= Bobby Marks =

American basketball executive and reporter (born 1973)

Bobby Marks (born July 9, 1973) is the NBA Front Office Insider for ESPN, previously performing this position for Yahoo! Sports' The Vertical. He had previously spent 20 years working in the NBA, the last five as assistant general manager of the Brooklyn Nets. Marks began his work for ESPN in July 2017.

Marks started as an intern with the Nets in 1995 and rose to title of assistant general manager in 2010. He has extensive knowledge with issues related to the NBA salary cap, player contracts, trades, draft, free agency and the day-to-day operation of a professional basketball team.
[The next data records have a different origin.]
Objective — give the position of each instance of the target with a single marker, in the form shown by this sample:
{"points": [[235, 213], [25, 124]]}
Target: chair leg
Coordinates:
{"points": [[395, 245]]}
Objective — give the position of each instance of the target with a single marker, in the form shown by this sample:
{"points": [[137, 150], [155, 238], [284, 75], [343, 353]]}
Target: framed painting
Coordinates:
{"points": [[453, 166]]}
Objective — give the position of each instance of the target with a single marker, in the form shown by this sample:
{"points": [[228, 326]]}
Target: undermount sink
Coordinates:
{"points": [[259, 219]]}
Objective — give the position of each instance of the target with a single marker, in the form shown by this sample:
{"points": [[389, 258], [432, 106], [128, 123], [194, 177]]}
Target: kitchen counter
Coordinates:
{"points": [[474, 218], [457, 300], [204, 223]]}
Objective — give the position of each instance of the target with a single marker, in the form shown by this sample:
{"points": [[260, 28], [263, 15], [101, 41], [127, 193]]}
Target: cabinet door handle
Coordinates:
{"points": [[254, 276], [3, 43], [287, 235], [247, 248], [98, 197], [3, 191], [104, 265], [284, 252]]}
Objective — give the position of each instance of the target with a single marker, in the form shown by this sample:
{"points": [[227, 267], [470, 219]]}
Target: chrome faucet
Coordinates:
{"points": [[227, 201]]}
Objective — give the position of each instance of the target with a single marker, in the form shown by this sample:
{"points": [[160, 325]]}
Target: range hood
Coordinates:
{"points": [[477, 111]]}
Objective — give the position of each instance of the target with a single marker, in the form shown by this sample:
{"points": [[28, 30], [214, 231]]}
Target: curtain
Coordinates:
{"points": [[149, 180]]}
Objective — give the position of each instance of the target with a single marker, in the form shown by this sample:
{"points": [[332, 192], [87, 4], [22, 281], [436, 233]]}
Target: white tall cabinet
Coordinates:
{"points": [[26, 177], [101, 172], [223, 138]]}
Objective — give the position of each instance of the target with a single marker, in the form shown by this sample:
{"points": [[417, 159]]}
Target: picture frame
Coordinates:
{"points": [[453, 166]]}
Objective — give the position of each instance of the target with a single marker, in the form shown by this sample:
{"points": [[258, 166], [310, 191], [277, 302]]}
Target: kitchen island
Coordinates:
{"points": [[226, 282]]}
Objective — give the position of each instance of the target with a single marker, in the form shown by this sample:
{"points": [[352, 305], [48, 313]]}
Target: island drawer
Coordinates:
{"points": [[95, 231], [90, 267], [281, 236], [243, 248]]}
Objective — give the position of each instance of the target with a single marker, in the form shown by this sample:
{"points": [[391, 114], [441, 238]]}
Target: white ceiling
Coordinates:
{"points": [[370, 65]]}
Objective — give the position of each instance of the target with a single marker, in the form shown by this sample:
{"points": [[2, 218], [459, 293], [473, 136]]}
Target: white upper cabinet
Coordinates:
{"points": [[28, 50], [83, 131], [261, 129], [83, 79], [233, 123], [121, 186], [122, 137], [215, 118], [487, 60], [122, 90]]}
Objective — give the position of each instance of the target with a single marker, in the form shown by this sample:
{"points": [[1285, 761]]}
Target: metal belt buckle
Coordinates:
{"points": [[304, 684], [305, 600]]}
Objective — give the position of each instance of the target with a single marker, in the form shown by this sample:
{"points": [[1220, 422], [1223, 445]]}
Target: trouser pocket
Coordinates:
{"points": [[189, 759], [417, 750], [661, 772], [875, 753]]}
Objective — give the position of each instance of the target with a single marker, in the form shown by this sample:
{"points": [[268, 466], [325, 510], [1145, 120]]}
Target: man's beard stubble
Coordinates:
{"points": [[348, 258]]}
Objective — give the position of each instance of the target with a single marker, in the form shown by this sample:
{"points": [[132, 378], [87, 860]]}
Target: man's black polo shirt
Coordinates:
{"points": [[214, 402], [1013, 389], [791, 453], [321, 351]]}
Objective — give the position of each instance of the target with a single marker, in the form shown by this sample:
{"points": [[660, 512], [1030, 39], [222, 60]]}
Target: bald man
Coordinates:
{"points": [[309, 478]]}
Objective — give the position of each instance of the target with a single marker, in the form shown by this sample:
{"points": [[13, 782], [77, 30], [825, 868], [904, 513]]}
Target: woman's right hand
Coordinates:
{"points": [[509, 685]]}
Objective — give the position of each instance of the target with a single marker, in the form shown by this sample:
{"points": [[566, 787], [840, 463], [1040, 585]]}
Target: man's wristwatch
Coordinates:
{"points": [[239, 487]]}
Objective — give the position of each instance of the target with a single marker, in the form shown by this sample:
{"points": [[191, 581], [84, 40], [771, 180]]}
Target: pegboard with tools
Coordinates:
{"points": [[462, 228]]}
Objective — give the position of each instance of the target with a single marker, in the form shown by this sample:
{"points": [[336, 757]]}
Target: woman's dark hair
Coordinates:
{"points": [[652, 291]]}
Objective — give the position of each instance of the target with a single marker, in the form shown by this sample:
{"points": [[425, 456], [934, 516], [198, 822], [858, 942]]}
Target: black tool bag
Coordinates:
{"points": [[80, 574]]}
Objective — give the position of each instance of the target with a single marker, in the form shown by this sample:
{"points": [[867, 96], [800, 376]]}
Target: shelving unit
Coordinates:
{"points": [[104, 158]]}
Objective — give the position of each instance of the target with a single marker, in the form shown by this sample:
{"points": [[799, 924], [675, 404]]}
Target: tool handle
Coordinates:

In 2012, Marks was recognized by Crain's New York Business as one of its "Top 40 Under 40" in New York. During his career with the Nets, the team made two Finals appearances. Before leaving the Brooklyn Nets, he was the longest-tenured member of the front office.

Within a very short time after leaving the Nets, Marks became an NBA commentator on Twitter, described as an "insanely popular capologist of Twitter" according to SB Nation. By the late part of 2015 and early 2016 he was discussing NBA affairs on various media outlets leading to his position with The Vertical. Marks wrote for The Vertical and was published on Yahoo News prior to joining ESPN.

Now residing in Naples, Florida, Marks attended Passaic Valley Regional High School and is a 1995 graduate of Marist College.